有的病毒在加载之前进行动态反跟踪和病毒体解密。对于寄生在磁盘引导扇区的病毒来说,病毒引导程序占有了原系统引导程序的位置,并把原系统引导程序搬移到一个特定的地方。这样系统一启动,病毒引导模块就会自动地装入内存并获得执行权,然后该引导程序负责将病毒程序的传染模块和发作模块装入内存的适当位置,并采取常驻内存技术以保证这两个模块不会被覆盖,接着对该两个模块设定某种激活方式,使之在适当的时候获得执行权。处理完这些工作后,病毒引导模块将系统引导模块装入内存,使系统在带毒状态下运行。对于寄生在可执行文件中的病毒来说,病毒程序一般通过修改原有可执行文件,使该文件一执行首先转入病毒程序引导模块,该引导模块也完成把病毒程序的其他两个模块驻留内存及初始化的工作,然后把执行权交给执行文件,使系统及执行文件在带毒的状态下运行。
1.3、常见病毒发作症状
(1)屏幕异常滚动,和行同步无关。(2)系统文件长度发生变化。(3)出现异常信息、异常图形。
(4)运行速度减慢,系统引导、打印速度变慢。(5)存储容量异常减少。(6)系统不能由硬盘引导。(7)系统出现异常死机。(8)数据丢失。(9)执行异常操作。
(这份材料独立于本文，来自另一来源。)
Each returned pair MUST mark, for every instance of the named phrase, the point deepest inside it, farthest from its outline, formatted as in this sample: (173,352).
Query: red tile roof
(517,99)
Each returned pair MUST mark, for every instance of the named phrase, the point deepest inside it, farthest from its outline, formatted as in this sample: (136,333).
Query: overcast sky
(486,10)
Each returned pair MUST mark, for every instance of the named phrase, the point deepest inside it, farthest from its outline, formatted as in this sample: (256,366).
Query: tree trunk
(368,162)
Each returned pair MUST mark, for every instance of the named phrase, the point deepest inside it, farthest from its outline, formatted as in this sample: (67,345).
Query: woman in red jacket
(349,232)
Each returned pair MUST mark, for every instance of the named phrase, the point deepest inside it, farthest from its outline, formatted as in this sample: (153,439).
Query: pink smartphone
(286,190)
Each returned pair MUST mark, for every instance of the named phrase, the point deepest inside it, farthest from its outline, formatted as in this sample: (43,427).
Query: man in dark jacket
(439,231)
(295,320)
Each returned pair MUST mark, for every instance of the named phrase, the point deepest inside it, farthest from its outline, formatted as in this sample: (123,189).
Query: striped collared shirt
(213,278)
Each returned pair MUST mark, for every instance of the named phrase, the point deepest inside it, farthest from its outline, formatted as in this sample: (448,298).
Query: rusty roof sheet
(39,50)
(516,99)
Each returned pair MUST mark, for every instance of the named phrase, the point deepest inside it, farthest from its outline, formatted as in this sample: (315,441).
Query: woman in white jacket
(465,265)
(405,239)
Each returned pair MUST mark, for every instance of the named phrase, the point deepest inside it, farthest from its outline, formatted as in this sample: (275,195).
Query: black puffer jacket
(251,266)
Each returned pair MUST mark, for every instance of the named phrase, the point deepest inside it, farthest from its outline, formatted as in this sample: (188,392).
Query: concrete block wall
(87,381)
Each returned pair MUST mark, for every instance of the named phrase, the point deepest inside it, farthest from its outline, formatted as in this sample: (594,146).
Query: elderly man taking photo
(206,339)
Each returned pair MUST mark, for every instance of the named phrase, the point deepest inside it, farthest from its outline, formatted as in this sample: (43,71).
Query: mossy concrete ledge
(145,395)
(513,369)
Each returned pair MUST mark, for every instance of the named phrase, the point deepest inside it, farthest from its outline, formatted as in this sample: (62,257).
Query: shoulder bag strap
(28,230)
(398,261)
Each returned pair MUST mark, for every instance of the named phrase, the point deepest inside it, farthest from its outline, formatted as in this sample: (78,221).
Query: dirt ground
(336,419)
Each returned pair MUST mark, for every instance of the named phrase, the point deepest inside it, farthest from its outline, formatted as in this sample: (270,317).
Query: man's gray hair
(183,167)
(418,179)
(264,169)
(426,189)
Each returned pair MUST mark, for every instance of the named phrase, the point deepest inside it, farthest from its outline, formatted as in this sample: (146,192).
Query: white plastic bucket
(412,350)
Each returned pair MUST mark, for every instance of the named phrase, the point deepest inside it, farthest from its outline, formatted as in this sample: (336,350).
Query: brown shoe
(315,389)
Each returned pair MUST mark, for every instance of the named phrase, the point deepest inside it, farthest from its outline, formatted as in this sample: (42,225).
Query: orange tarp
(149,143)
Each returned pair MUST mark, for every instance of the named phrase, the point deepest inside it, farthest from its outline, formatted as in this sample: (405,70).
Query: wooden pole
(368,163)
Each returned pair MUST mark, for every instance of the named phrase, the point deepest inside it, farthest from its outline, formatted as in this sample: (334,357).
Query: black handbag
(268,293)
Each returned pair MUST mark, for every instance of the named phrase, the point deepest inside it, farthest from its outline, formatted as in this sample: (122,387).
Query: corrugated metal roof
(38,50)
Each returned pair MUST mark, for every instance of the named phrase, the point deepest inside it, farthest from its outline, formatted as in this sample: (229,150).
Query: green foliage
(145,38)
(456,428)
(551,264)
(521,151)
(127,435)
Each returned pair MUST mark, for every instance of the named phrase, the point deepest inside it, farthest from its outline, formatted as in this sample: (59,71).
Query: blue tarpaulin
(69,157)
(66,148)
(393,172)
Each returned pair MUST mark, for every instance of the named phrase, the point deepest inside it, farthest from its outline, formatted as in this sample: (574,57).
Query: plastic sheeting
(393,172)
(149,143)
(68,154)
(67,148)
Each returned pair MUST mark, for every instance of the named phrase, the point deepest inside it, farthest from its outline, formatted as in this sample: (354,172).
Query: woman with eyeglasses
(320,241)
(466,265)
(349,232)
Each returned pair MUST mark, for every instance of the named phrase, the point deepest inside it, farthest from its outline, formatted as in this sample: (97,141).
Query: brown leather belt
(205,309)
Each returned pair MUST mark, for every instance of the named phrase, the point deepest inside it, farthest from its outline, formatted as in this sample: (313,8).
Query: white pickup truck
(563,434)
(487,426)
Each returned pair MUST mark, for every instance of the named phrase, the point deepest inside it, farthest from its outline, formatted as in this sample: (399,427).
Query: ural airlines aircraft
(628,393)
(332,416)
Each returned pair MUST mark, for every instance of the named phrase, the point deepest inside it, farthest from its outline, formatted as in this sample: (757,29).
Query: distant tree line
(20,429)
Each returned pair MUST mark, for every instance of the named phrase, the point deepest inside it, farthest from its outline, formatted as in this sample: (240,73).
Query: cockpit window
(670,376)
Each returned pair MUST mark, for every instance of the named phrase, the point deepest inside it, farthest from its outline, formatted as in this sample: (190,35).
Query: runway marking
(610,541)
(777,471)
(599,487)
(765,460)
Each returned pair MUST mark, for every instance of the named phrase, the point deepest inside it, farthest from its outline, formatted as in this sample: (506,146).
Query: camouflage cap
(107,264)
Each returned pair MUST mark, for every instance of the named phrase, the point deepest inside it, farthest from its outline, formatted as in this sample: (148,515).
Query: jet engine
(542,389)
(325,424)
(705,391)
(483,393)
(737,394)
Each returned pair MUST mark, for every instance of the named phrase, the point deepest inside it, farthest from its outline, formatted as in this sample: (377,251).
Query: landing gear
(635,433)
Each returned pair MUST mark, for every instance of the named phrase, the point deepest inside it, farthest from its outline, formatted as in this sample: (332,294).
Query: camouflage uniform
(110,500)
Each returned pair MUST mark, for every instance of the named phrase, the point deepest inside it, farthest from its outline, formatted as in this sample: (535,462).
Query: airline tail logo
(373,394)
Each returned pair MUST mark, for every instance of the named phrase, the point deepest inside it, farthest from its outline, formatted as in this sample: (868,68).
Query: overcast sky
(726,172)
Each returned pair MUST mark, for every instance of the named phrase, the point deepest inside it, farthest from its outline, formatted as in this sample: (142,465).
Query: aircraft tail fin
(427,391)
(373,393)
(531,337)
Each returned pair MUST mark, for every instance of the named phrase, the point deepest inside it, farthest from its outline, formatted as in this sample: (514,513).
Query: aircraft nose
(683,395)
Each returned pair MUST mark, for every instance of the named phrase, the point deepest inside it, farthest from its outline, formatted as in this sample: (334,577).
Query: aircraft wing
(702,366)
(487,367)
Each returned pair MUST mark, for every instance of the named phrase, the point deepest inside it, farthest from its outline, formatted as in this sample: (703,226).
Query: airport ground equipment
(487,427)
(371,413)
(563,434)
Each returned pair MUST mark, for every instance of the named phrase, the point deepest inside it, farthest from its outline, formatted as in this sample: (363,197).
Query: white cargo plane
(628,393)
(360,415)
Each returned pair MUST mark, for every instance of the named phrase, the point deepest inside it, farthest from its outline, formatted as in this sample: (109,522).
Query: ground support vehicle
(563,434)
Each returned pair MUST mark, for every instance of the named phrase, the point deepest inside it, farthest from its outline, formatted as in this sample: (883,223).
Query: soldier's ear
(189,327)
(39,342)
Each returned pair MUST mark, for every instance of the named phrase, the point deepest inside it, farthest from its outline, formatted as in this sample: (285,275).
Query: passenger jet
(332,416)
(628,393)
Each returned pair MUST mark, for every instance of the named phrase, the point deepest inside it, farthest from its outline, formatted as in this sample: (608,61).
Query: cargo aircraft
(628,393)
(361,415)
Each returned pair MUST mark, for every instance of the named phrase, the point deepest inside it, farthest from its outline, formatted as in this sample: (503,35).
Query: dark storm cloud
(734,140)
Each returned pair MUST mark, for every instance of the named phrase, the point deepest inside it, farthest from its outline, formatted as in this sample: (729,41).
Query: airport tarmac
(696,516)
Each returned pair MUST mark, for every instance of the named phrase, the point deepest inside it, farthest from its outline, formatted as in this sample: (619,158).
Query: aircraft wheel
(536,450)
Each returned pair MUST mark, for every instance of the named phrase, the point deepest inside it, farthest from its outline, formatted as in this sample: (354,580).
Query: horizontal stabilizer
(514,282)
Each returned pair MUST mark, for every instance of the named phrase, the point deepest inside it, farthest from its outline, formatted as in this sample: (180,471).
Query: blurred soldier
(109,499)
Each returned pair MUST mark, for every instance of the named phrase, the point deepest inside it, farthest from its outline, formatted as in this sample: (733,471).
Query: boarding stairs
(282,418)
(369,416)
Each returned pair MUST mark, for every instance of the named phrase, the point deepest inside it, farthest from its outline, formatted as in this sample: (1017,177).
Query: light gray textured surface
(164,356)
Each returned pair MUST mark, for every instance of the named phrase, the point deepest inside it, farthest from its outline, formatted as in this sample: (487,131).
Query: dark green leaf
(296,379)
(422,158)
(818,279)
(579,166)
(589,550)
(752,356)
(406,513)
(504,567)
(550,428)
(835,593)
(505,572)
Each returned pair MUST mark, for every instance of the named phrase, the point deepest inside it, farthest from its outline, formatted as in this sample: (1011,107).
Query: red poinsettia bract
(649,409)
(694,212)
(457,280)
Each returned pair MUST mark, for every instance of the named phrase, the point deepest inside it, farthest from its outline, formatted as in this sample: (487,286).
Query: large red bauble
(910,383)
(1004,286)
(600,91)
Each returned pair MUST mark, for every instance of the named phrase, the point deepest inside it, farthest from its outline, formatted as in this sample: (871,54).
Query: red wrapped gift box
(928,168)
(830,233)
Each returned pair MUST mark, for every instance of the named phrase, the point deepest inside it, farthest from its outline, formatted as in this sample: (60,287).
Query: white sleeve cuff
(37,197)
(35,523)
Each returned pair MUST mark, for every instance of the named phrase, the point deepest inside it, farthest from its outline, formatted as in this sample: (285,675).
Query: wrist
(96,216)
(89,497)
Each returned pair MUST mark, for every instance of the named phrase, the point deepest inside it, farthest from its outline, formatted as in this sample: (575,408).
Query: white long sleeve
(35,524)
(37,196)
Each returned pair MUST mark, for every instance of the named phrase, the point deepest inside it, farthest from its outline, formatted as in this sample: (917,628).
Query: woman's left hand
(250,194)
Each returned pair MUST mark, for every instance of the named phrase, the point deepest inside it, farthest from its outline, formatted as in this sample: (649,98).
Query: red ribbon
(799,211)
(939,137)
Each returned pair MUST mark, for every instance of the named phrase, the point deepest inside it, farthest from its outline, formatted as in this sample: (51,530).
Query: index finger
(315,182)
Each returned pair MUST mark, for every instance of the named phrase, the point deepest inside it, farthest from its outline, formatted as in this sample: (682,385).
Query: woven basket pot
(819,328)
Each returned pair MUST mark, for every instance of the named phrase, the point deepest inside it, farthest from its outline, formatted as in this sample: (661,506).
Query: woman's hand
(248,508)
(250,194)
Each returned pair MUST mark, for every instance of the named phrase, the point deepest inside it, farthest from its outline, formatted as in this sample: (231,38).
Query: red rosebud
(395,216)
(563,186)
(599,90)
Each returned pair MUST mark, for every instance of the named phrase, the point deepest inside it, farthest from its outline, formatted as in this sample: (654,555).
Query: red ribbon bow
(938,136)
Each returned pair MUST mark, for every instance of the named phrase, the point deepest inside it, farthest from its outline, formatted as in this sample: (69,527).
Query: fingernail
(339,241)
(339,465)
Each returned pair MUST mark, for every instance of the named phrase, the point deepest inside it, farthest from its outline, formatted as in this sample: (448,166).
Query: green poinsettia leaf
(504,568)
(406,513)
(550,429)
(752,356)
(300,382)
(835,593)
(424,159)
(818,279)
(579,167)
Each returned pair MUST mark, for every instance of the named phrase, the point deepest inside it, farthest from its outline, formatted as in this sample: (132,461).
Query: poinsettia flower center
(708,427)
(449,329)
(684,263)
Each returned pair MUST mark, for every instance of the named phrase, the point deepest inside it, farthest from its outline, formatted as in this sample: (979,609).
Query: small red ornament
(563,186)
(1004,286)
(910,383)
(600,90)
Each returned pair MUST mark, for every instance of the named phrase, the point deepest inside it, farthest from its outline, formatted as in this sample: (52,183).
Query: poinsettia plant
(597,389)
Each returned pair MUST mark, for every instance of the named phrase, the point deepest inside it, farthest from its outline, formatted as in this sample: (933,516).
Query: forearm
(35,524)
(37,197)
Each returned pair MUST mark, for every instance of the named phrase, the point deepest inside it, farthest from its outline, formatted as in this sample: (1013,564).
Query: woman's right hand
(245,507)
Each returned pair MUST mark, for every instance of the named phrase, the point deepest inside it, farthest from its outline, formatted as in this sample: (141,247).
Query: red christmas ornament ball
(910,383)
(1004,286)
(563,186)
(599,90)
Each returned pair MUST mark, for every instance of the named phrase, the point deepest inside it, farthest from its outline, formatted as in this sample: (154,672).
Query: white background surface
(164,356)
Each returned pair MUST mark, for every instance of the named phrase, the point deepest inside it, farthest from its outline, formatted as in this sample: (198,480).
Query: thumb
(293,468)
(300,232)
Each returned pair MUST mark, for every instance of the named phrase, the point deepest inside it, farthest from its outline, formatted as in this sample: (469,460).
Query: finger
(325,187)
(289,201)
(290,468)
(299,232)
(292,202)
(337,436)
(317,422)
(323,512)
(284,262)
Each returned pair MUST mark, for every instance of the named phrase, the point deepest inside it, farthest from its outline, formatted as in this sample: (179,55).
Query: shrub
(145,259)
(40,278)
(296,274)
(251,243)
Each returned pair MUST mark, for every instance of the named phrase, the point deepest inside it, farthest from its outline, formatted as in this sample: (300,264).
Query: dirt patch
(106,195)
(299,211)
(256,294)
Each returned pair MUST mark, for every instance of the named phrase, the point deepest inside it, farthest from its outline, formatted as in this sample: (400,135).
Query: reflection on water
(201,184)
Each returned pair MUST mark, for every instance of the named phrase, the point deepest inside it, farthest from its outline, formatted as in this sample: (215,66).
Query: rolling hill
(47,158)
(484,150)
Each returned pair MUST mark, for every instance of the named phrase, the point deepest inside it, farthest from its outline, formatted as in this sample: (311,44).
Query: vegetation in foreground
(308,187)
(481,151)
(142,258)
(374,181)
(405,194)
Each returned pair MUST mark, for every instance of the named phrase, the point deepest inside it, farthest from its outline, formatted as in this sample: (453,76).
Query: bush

(10)绑架安全软件,杀毒软件、系统管理工具、反间谍软件不能正常启动。
二、典型病毒分析(包括特征、原理及清除办法)
2.1、特洛伊木马——NetBus NetBus是一个和著名网络攻击程序Back Orifice类似的网络特洛伊木马程序。它会在被驻留的系统中开一个“后门”,使所有连接到Internet上的人都能神不知鬼不觉地访问到被驻留机器,然后控制者可以恶作剧地随意控制你的鼠标,在你机器上播放声音文件,或者打开你的光驱等,更危险的当然是删除你的文件,让你的机器彻底崩溃。
NetBus由两部分组成:客户端程序(netbus.exe)和服务器端程序(通常文件名为:patch.exe)。要想“控制”远程机器,必须先将服务器端程序安装到远程机器上(如:通过远程机器的主人无意中运行了带有NetBus的所谓特洛伊木马程序)。
特别是NetBus 1.70,它在以前的版本上增加了许多“新功能”,从而使它更具危险性,如NetBus 1.60只能使用固定的服务器端TCP/UDP端口:12345,而在1.70版本中则允许任意改变端口号,从而减少了被发现的可能性;重定向功能(Redirection)更使攻击者可以通过被控制机控制其网络中的第三台机器,从而伪装成内部客户机。这样,即使路由器拒绝外部地址,只允许内部地址相互通信,攻击者也依然可以占领其中一台客户机并对网中其他机器进行控制。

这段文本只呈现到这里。